# Do people from this site ever date each other?



## thewalkindude (Mar 5, 2011)

Seems like there are plenty of men and women on this site looking for someone to love. Why dint people on this site look for companionship/friendship among the members, among people who understand what the other may be dealing with. 


Perhaps they do and it is all just happening behind closed doors.


----------



## Kustamogen (Dec 19, 2010)

Im ready and waiting for the right SAS lady to sweep me off my feet


----------



## rdrr (Dec 31, 2008)

LOL, isn't this what the site is for? Seems so.


----------



## anonymid (Oct 16, 2005)

It happens a fair amount, and sometimes quite out in the open, actually.


----------



## Harpuia (Apr 10, 2010)

*raises hand*

Though she was only on here for less than a week. We've been together for 2 1/2 months.


----------



## thewalkindude (Mar 5, 2011)

Harpuia said:


> *raises hand*
> 
> Though she was only on here for less than a week. We've been together for 2 1/2 months.

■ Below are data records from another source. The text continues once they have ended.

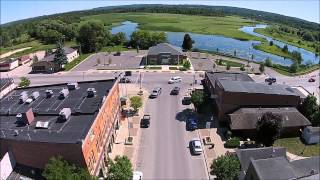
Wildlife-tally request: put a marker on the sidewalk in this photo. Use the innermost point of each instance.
(119, 147)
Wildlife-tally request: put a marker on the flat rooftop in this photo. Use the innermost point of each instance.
(83, 112)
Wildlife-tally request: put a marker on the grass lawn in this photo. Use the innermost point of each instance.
(286, 38)
(75, 62)
(226, 26)
(295, 146)
(231, 63)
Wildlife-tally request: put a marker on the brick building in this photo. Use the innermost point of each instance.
(78, 123)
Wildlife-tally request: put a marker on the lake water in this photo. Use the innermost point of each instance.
(244, 49)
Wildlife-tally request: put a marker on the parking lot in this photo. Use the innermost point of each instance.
(105, 61)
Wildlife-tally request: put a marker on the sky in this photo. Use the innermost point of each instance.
(12, 10)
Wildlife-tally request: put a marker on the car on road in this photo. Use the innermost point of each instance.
(270, 80)
(137, 175)
(192, 124)
(145, 121)
(175, 91)
(175, 79)
(196, 146)
(155, 93)
(312, 79)
(125, 80)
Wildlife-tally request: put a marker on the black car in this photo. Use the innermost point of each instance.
(175, 91)
(145, 121)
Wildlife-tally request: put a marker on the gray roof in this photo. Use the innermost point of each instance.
(84, 111)
(246, 155)
(246, 118)
(258, 88)
(165, 48)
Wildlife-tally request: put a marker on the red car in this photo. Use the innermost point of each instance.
(311, 80)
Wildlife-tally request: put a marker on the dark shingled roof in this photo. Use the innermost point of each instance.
(246, 118)
(165, 48)
(83, 112)
(246, 155)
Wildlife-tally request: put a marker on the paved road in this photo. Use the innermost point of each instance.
(164, 148)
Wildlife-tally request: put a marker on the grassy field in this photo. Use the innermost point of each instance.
(295, 146)
(286, 38)
(226, 26)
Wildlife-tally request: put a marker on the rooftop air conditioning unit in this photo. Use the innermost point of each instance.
(63, 93)
(65, 113)
(72, 86)
(91, 92)
(49, 93)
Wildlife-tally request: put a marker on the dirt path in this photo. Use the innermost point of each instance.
(13, 52)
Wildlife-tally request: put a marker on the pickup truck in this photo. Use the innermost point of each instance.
(145, 121)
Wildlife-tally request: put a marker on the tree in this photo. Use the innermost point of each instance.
(268, 128)
(60, 57)
(225, 167)
(268, 62)
(186, 64)
(24, 82)
(135, 102)
(187, 42)
(261, 68)
(309, 108)
(58, 168)
(271, 43)
(92, 36)
(197, 98)
(120, 168)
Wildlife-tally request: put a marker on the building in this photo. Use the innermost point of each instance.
(272, 163)
(311, 135)
(46, 65)
(6, 85)
(8, 64)
(165, 54)
(243, 121)
(24, 59)
(77, 121)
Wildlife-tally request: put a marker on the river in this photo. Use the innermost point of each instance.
(244, 49)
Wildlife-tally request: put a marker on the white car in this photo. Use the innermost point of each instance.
(196, 146)
(175, 79)
(137, 175)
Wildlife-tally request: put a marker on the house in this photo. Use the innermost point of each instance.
(80, 126)
(165, 54)
(311, 135)
(24, 59)
(271, 163)
(243, 121)
(8, 64)
(6, 85)
(47, 65)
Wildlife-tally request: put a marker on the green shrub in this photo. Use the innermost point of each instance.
(233, 142)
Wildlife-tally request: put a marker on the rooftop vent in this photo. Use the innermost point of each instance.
(63, 93)
(49, 93)
(43, 124)
(72, 86)
(65, 113)
(91, 92)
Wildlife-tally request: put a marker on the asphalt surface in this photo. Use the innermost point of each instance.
(164, 147)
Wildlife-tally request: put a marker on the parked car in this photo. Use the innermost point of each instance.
(145, 121)
(175, 91)
(175, 79)
(125, 80)
(137, 175)
(196, 146)
(155, 93)
(192, 124)
(312, 79)
(270, 80)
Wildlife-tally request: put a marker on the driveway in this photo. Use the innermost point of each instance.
(103, 60)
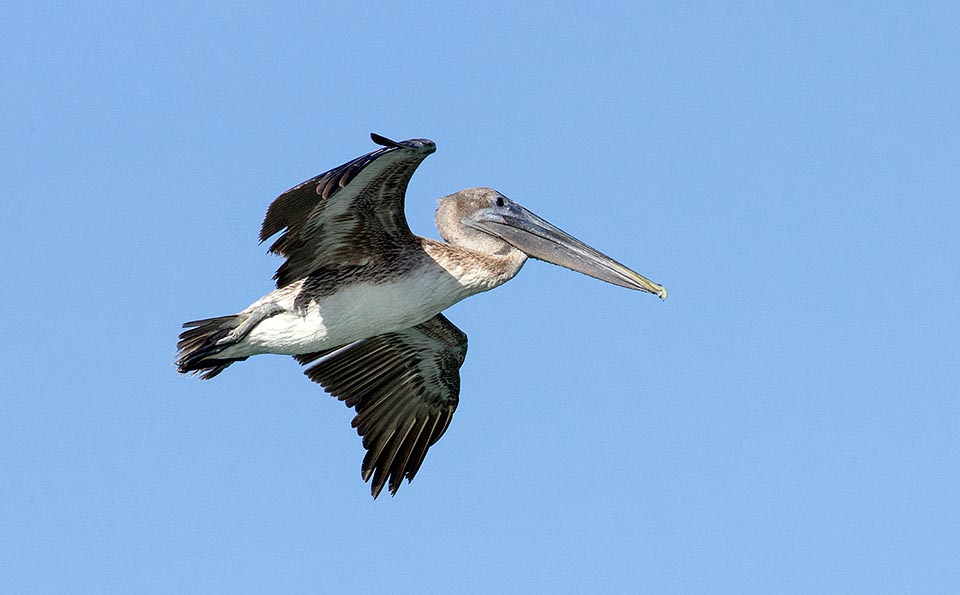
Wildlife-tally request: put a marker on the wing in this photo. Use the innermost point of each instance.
(348, 215)
(404, 387)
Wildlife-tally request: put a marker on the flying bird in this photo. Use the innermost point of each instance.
(359, 297)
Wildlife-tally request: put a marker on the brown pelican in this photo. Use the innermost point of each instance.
(360, 297)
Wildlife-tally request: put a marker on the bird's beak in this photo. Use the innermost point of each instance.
(541, 240)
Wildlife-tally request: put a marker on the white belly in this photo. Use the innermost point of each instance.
(353, 312)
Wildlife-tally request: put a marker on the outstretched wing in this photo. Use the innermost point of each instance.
(404, 387)
(348, 215)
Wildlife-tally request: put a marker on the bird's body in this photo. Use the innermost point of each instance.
(427, 283)
(359, 297)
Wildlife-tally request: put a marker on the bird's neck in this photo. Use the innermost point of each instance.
(475, 271)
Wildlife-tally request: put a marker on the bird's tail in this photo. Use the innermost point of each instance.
(199, 345)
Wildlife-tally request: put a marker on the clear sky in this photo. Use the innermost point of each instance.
(785, 422)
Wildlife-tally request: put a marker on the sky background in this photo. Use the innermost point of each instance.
(785, 422)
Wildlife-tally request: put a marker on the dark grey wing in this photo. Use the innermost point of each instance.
(404, 387)
(348, 215)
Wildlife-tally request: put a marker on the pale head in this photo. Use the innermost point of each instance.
(488, 222)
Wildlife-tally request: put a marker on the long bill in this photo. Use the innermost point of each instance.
(541, 240)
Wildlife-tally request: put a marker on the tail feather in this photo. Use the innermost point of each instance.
(202, 341)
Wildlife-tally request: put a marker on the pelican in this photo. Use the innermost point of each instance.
(359, 297)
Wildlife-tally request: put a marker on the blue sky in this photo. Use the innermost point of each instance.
(786, 422)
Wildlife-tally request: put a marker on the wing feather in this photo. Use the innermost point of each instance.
(348, 215)
(405, 387)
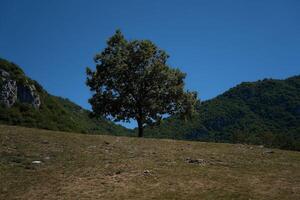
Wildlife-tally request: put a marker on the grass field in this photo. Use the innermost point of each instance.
(77, 166)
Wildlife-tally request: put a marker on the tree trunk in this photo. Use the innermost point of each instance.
(141, 128)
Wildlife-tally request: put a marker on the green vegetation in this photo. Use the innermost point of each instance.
(55, 113)
(77, 166)
(133, 81)
(264, 112)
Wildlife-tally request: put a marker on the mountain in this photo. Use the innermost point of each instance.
(24, 102)
(265, 112)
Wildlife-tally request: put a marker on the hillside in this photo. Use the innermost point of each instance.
(264, 112)
(28, 104)
(77, 166)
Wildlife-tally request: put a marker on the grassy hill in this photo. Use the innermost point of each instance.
(77, 166)
(264, 112)
(55, 113)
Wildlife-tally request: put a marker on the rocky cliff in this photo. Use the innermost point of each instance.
(12, 91)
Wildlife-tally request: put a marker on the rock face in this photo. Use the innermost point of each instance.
(11, 91)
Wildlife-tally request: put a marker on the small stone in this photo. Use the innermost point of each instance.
(195, 161)
(36, 162)
(269, 151)
(45, 142)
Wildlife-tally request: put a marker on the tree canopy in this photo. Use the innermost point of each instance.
(132, 80)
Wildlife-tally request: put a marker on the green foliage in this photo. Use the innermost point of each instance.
(55, 113)
(264, 112)
(133, 81)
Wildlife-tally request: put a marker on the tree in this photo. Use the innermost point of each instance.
(133, 81)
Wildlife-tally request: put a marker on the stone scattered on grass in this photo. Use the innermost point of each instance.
(196, 161)
(36, 162)
(269, 151)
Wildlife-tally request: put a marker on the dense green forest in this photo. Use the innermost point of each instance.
(264, 112)
(55, 113)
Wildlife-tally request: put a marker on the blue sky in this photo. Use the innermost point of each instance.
(217, 43)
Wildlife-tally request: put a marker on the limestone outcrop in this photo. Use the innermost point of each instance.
(11, 91)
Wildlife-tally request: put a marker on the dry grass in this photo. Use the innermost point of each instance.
(76, 166)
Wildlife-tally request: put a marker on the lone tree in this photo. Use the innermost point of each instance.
(133, 81)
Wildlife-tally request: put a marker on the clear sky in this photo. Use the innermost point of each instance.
(217, 43)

Grats dude! Its always nice to see someone who has SA find love. This is like twice as good lol.


----------



## Cyrus (Oct 25, 2009)

It's pretty common on big forums like this where it's an even(ish) ratio of men and women to end up being together. There's been a few couples that have come outta this place. Obviously the site isn't a dating site but because it's so easy to interact with people here that leads to friendship and so on..

I don't see the problem in it..some people think it's lame seeing as this is technically a support site or because they can't get a woman/man themselves..but it's a good thing which makes people happy and can indeed help people to overcome their problems or make them better..

Good on anyone who has found love or companionship here, it's the greatest good


----------



## Harpuia (Apr 10, 2010)

thewalkindude said:


> Grats dude! Its always nice to see someone who has SA find love. This is like twice as good lol.


You'd be surprised how love can just pop out of nowhere.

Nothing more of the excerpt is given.